First and foremost, this is a great performance by Hedy Lamarr. It is a shame she was not called upon to act more often, as she certainly was capable, as this film proves, of Oscar-caliber work. Lamarr was one of the most beautiful actresses to ever stand in front of a camera. There are near legendary stories about stage hands, actors, directors, forgetting the business at hand, lost in a simple stare. But more, her beauty was combined with pure sexual allure (a very rare combination – many actress have one or the other, seldom both). With these traits, acting skills were barely required. Perhaps it took a director like Ulmar, a man completely unimpressed with simple beauty, to bring out the artist in Lamarr.

Favorite scenes: Lamarr being beaten by her father as a young woman. The father screaming "This is one beating you'll NOT like!" Lamarr smiles as her father undoes his belt and begins the whipping, smiles and smiles with each lashing, until finally her expression is a combination of pain and joy.

Lamarr approaching her much older husband's son, turning out lamps and blowing out candles as she approaches, her eyes glittering in the growing darkness. "Shall I light your way?" she asks.

Lamar approaching the fiancée of her best friend in the dark of night as lightening strikes behind her and a burning, split tree light their embrace.

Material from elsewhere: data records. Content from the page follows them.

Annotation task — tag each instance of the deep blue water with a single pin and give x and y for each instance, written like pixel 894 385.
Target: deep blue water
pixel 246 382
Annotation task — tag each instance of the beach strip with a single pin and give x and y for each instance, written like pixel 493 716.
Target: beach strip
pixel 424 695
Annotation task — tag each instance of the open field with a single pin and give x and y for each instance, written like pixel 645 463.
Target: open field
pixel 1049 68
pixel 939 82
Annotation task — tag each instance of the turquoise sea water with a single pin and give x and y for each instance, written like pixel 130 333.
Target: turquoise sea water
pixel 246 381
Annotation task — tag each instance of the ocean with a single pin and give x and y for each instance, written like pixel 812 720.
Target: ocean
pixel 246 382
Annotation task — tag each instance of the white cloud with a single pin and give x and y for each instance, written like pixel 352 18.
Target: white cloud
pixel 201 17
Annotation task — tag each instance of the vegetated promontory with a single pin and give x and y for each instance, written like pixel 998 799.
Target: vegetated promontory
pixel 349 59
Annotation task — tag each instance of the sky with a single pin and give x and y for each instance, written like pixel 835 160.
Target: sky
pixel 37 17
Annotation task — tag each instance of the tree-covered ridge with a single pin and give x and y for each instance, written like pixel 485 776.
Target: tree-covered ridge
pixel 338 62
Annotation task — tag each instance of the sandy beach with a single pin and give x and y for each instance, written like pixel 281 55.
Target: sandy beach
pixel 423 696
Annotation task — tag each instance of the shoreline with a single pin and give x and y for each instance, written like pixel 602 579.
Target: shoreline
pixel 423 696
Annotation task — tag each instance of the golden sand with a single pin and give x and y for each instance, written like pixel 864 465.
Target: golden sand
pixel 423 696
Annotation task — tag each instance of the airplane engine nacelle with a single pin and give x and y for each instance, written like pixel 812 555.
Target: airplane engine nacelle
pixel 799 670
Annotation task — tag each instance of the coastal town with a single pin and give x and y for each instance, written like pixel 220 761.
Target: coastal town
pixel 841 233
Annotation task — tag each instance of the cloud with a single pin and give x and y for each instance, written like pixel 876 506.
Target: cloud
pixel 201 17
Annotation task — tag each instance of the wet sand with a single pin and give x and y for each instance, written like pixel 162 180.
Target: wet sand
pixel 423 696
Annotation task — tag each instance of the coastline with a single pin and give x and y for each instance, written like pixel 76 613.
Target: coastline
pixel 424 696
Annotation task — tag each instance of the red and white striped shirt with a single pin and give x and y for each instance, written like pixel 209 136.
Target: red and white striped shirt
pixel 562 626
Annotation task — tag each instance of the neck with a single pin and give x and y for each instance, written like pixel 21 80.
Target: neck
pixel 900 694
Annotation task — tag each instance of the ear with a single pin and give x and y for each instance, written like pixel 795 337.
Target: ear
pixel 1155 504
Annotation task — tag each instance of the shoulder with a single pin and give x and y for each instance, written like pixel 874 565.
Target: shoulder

Lamarr, older now, screaming at newest husband "Hell! Hell is opening up under our feet!" In other notable noirs, actresses like the aforementioned Stanyck and Crawford were always misunderstood or somehow justified in their hardness (and that's the worst that could be said of them – they were just tough, wisecracking gals who had perhaps made an understandable mistake). Here, however, the Lamarr character, Jenny Hagar, never cracks wise once, nor does she ever imagine what she has done is justifiable. She purrs destruction or flames hot with regret and self loathing. She is NOT an okay gal beneath it all. She is, in fact, twisted and perverse, somehow horribly self-aware of her own evil.

One more little tidbit.

In a fit of conscience, Jenny Hagar, now married to a rich man, donates $1,000 to the church. Upon leaving the church, the reverend comments on her good work, saying she must always give such service to the church. "Haven't her lips given you enough service for one day?" snaps the rich, much older husband.